Wednesday, May 23, 2012

Callings


Life is a funny thing. Grief even more ridiculous. You will be driving along, singing a song, feeling like today might be good for something and enjoying the sunshine and then a memory flashes across your brain; sabotaging your momentary happiness. The image of cop cars surrounding your son’s fathers home, confirming what you refuse to believe. The lifeless body of your first born child drills through the sun and crushes you all over again in an instant. Images and past conversations run through your head at the sound of someone’s voice. There are constant attacks of brutal images and feelings on your soul. It is often the times you least expect that to occur that it hits you the hardest. We (my family) are trying. We are trying to dig ourselves out of the hole we are in. We are immersing ourselves in life and trying to live.
However, it exhausts me. I am exhausted. It has been a whirlwind 5 months already this year, with task after task needing to be completed. Work is absolutely crazy. There is so much piled on my plate right now, I am positive it will break. And it becomes more and more apparent that I am not the same. I cannot handle the same things, nor do I want to. It doesn’t matter But, I seem to be unable to step off the ride, make things simpler. My job is nuts. I know, in the way of someone who has lived through trauma, I am not where I am supposed to be. When things like this happen to you, you realize what is important. And if you were unhappy with something before the tragedy, you certainly will not be happy with it afterwards. This is not what I am supposed to be doing.
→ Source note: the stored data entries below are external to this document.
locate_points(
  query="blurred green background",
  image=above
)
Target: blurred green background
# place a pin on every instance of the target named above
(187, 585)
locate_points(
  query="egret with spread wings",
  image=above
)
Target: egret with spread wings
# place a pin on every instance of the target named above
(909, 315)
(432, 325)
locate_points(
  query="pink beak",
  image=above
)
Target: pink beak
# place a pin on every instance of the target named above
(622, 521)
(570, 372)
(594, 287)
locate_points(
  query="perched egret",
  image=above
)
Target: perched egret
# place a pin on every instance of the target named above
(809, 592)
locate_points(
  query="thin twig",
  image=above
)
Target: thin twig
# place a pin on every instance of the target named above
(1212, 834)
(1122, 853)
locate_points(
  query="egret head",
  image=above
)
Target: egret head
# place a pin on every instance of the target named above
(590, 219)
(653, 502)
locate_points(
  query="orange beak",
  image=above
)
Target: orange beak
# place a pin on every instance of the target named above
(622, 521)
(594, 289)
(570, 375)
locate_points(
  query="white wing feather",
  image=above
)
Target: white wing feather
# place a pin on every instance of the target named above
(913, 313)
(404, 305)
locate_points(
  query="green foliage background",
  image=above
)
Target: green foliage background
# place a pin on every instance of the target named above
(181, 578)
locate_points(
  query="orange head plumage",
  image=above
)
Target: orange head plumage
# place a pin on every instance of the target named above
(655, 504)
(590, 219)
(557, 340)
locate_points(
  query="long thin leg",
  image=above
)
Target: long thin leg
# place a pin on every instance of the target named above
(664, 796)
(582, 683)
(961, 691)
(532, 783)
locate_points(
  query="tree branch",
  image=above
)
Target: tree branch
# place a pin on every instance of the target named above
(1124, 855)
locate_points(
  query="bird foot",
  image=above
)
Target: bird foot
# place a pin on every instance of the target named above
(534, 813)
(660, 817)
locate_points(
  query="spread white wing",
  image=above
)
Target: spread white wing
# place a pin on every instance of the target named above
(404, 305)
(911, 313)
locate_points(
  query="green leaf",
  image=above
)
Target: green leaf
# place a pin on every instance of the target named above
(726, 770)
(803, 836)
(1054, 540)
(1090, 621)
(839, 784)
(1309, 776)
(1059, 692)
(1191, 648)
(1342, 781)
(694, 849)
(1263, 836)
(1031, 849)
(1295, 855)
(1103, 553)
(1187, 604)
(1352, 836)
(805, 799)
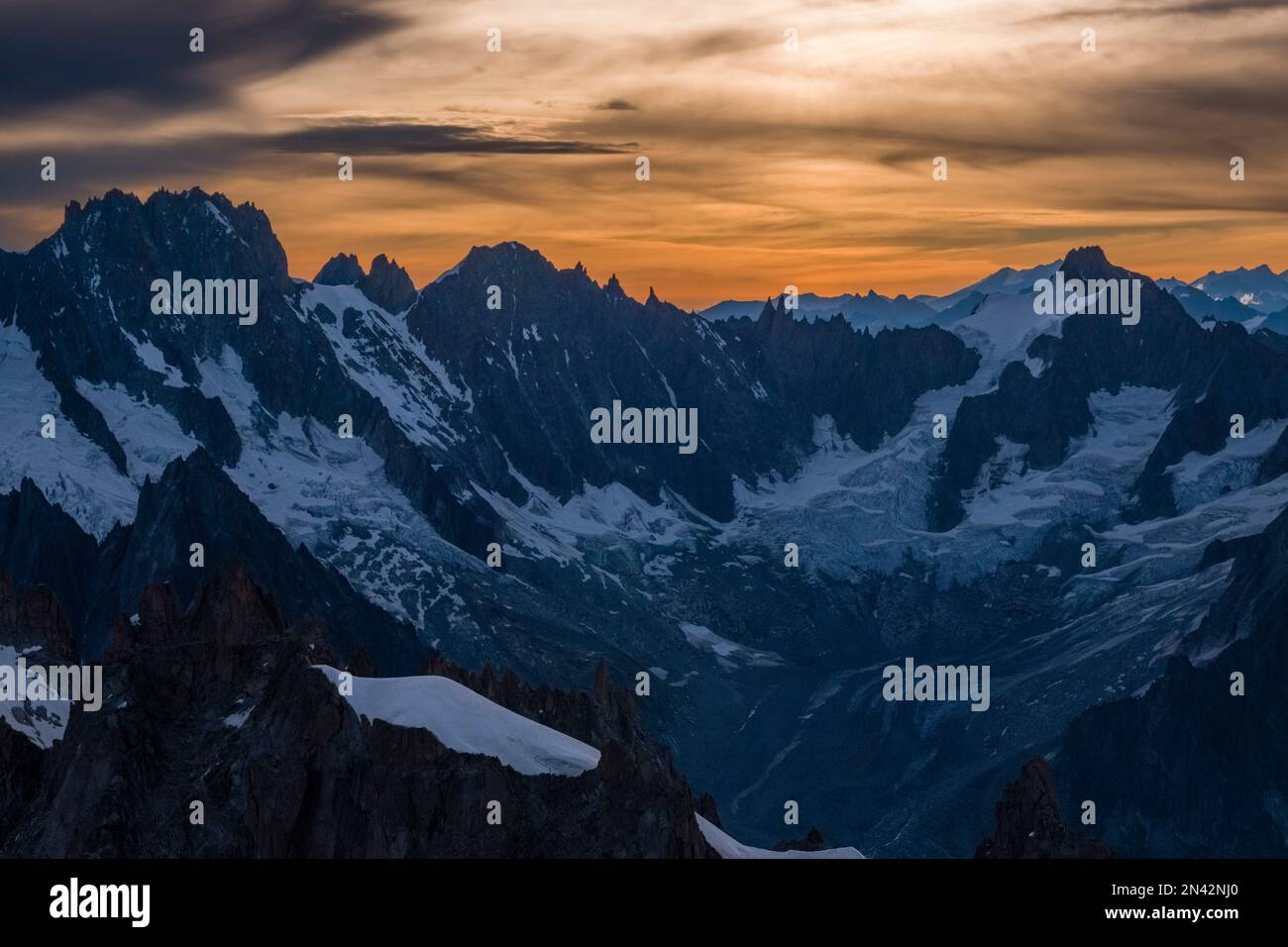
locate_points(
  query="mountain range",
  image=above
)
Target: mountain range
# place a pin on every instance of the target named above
(471, 523)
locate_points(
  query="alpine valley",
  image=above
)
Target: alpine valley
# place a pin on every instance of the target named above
(725, 682)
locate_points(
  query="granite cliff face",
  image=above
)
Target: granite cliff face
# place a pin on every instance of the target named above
(219, 703)
(1029, 823)
(411, 474)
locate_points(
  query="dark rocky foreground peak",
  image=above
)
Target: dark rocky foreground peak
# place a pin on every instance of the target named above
(342, 269)
(193, 501)
(1029, 822)
(1172, 770)
(218, 703)
(387, 285)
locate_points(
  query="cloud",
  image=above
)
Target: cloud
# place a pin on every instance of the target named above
(381, 137)
(138, 52)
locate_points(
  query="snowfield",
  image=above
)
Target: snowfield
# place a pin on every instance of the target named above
(468, 722)
(728, 847)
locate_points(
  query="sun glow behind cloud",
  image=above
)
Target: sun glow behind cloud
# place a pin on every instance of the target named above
(768, 166)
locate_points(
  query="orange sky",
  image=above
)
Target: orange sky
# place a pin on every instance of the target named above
(769, 165)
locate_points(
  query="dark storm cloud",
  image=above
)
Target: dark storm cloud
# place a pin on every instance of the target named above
(56, 53)
(376, 137)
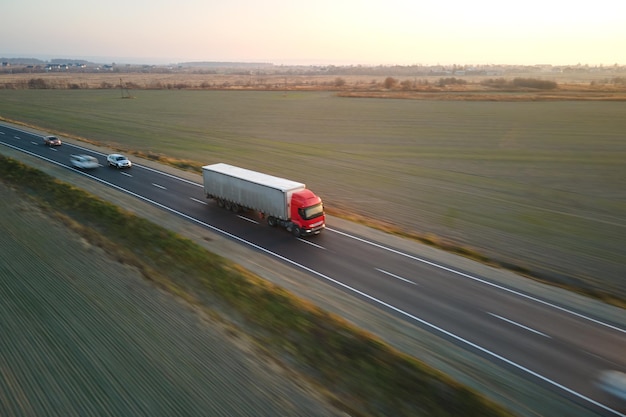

The question that I cannot answer is what is it that I am supposed to be doing? I feel this pull towards something, and the push from the other side. But I cannot identify where I am supposed to go so that I may work towards it. For the first time in my personal life I do not feel like running away, I know I am where I am supposed to be and with who I am supposed to be with. I do not long for something greater, because there is nothing greater than what I have. But my professional life is something different. So I sit and think for hours if I could be anything, what would it be? And I cannot answer it. Something creative and something I have a passion for is all I can come up with. And all of the things I think of sound not so bad, but it is not “it.” What would you do if you could do anything?